When I was in second grade, the pastor at our family’s parish invited me to be one of the 12 folks to participate in Holy Thursday’s foot washing. (I think I was invited because spring vacation coincided with Holy Week that year, and my mom had taken me to daily Mass a few mornings during the break.)
This was special and important. I remember almost everything.
My mom called my dad at work to tell him about the invitation, and to suggest, as I listened in, that I be allowed to wear my new Easter shoes for the Thursday liturgy: beautiful blue-suede Pumas.
That night, after the homily, I took a seat near the altar, took off my Pumas, and Fr. Greg washed and dried my feet. He smiled warmly, calmly. This didn’t happen at other Masses.
I think of that night and my 7 year-old sense of curiosity every Holy Thursday. The foot-washing still catches me off-guard when it starts.
Maybe, by saving it for one time a year, it’s meant to jolt us awake and inspire some child-like wonder. By breaking from the norm, the washing signals: this is crucial. Don’t miss this. There’s a big lesson here.
The practice has its biblical roots in tonight’s Gospel reading from John 13. It’s the only Last Supper account of the four that does not have the institution of the Eucharist. Jesus takes no bread, takes no cup, says no blessing.

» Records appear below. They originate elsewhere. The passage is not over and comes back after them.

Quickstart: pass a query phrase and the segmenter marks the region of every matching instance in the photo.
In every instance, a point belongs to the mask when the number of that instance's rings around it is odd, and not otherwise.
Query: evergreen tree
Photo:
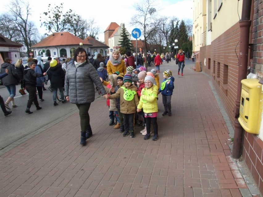
[[[125,25],[123,23],[120,34],[121,38],[120,39],[119,44],[118,45],[118,46],[121,46],[121,50],[120,52],[122,55],[125,54],[125,52],[127,51],[132,51],[132,41],[129,39],[129,34],[127,32],[125,27]],[[125,51],[124,51],[124,50]]]
[[[177,21],[176,22],[176,25],[175,25],[175,27],[174,27],[174,39],[178,39],[179,38],[179,21]]]
[[[174,25],[173,24],[173,22],[172,21],[171,22],[172,23],[172,28],[171,29],[171,31],[170,32],[170,35],[169,35],[169,37],[168,37],[168,39],[169,41],[168,41],[169,44],[169,46],[171,46],[172,44],[173,44],[173,43],[174,42],[174,40],[175,39],[173,39],[174,37]]]
[[[181,48],[183,51],[186,50],[187,49],[184,49],[182,48],[183,46],[188,46],[187,43],[189,42],[185,24],[184,21],[182,20],[179,26],[179,32],[177,39],[179,49]]]

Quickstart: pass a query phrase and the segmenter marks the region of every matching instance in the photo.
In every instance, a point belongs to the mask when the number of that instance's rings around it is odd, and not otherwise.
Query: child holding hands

Instead, during the meal, he gets up, and ties a towel around his waist. He washes the feet of his friends.
Feet in First-Century Palestine must have been disgusting — dirty, blistered, cracked. This sort of washing was the work of servants.
This is where and how Jesus, our Lord and King, wants to spend his time. He goes to places that are ugly. He models love through self-giving service.
Tonight’s foot-washing at church reminds us of how Jesus wants to be involved in our lives.
First, Jesus calls us to himself to be washed: to be cared for and nurtured. How difficult it can be to allow ourselves to be served, to admit that we need help.
Second, Jesus sends us out: serve others as I have served you. “Do this in memory of me,” he says during the other three Gospels’ Last Supper accounts. It applies here as well. We are to go to the margins of our societies, leaving our comfortable places frequently, because that is what Jesus did.
What a powerful example set by Pope Francis today, as he celebrated Mass at a juvenile prison, washing the feet of 12 inmates — young men and women, Catholics and Muslims.
We see in that symbolic action and in the words of Jesus an urgent call to let ourselves be served and to serve. How can we live these commands in our daily lives this coming Easter season?